Jawar Mohammed, Abiy-Kritiker und Stichwortgeber der radikalen Oromo-Jugend
Foto: Stringer/ AFP
Von Addis Abeba aus hatten sich die Proteste im Lauf der Woche in der Region Oromia ausgebreitet, in deren Mitte die Hauptstadt liegt. Unter anderem in der Stadt Adama südöstlich von Addis formierten sich Proteste radikaler Oromo. Einwohner der Stadt berichteten der Nachrichtenagentur Reuters, sie hätten Schüsse in der Nähe eines Protests zur Unterstützung Jawars gehört.

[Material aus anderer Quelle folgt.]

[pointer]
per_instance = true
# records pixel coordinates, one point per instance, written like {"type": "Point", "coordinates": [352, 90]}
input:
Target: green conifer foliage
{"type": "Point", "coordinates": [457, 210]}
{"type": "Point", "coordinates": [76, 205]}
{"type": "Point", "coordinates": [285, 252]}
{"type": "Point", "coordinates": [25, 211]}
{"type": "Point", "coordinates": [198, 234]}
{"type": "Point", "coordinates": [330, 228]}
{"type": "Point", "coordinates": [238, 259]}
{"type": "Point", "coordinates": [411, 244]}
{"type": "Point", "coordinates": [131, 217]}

Am Freitag hatten die Regionalbehörden die Zahl der Todesopfer stark nach oben korrigiert. War zunächst von 16 Opfern bei Protesten die Rede, erklärte der Leiter der Polizeikräfte der Region, Keyalew Tefera: "Die Zahl der Toten in Oromia ist 67." Ein Dutzend sei von Sicherheitskräften getötet worden, 55 bei Auseinandersetzungen zwischen Demonstranten, zitiert ihn die Nachrichtenagentur AFP.

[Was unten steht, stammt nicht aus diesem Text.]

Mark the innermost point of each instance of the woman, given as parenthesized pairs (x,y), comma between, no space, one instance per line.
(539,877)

Für Regierungschef Abiy ist der Oromo-Protest ein Dilemma: Die ethnische Gruppe stellt unter den hundert Millionen Äthiopiern die relative Mehrheit, war aber in den vergangenen Jahrzehnten kaum an der Macht beteiligt. Anhaltende Proteste der Oromo - die auch stark vom Aktivisten Jawar Mohammed angeheizt wurden - verhalfen Abiy im Frühjahr 2018 an die Macht.
Abiy sorgte schnell für mehr Freiheit, amnestierte Journalisten und Aktivisten aller politischen Lager. Anderseits beschwor er die Einheit des Landes und erteilte den Separatisten unter den Oromo und unter anderen Volksgruppen eine Absage. Seither wird der im Ausland gefeierte Premier von Radikalen in seiner Heimat angefeindet. In mehreren Regionen des ostafrikanischen Landes lieferten sich Soldaten mit radikalen Separatisten blutige Gefechte, Millionen wurden in ganz Äthiopien Opfer ethnischer Gewalt und von Vertreibungen.

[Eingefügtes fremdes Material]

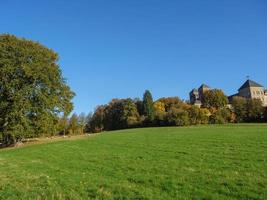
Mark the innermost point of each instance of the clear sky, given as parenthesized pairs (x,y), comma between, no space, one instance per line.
(119,48)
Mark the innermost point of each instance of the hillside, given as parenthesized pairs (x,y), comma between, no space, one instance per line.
(211,162)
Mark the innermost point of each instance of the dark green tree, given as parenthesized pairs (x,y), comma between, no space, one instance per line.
(148,106)
(82,120)
(214,99)
(32,90)
(74,126)
(255,110)
(239,105)
(97,122)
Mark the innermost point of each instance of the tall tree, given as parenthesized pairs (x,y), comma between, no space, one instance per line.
(148,106)
(214,99)
(239,105)
(82,120)
(32,90)
(74,126)
(255,110)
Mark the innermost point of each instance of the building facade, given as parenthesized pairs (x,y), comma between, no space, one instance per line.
(250,90)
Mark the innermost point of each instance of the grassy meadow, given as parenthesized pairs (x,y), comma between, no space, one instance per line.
(202,162)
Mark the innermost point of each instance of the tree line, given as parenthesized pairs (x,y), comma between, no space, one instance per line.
(172,111)
(36,101)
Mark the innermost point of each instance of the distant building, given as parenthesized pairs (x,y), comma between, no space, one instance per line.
(196,95)
(251,90)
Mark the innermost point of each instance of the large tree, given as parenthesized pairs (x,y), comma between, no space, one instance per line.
(239,105)
(214,99)
(33,92)
(148,106)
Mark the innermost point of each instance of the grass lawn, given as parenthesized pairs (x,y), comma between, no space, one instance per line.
(203,162)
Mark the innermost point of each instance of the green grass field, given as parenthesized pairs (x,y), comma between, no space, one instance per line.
(204,162)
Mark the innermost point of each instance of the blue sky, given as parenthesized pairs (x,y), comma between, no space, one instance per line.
(119,48)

Für seinen Friedensschluss mit Eritrea und sein Engagement für Frieden in Ostafrika wurde Abiy vor zwei Wochen vom Nobelpreiskomitee in Oslo mit dem Friedensnobelpreis geehrt.
Möglich, dass sein Gegner Jawar auch deshalb gerade jetzt die Konfrontation sucht. Am Freitag kündigte Jawar zudem an, bei den bislang für 2020 geplanten Wahlen gegen Abiy antreten zu wollen.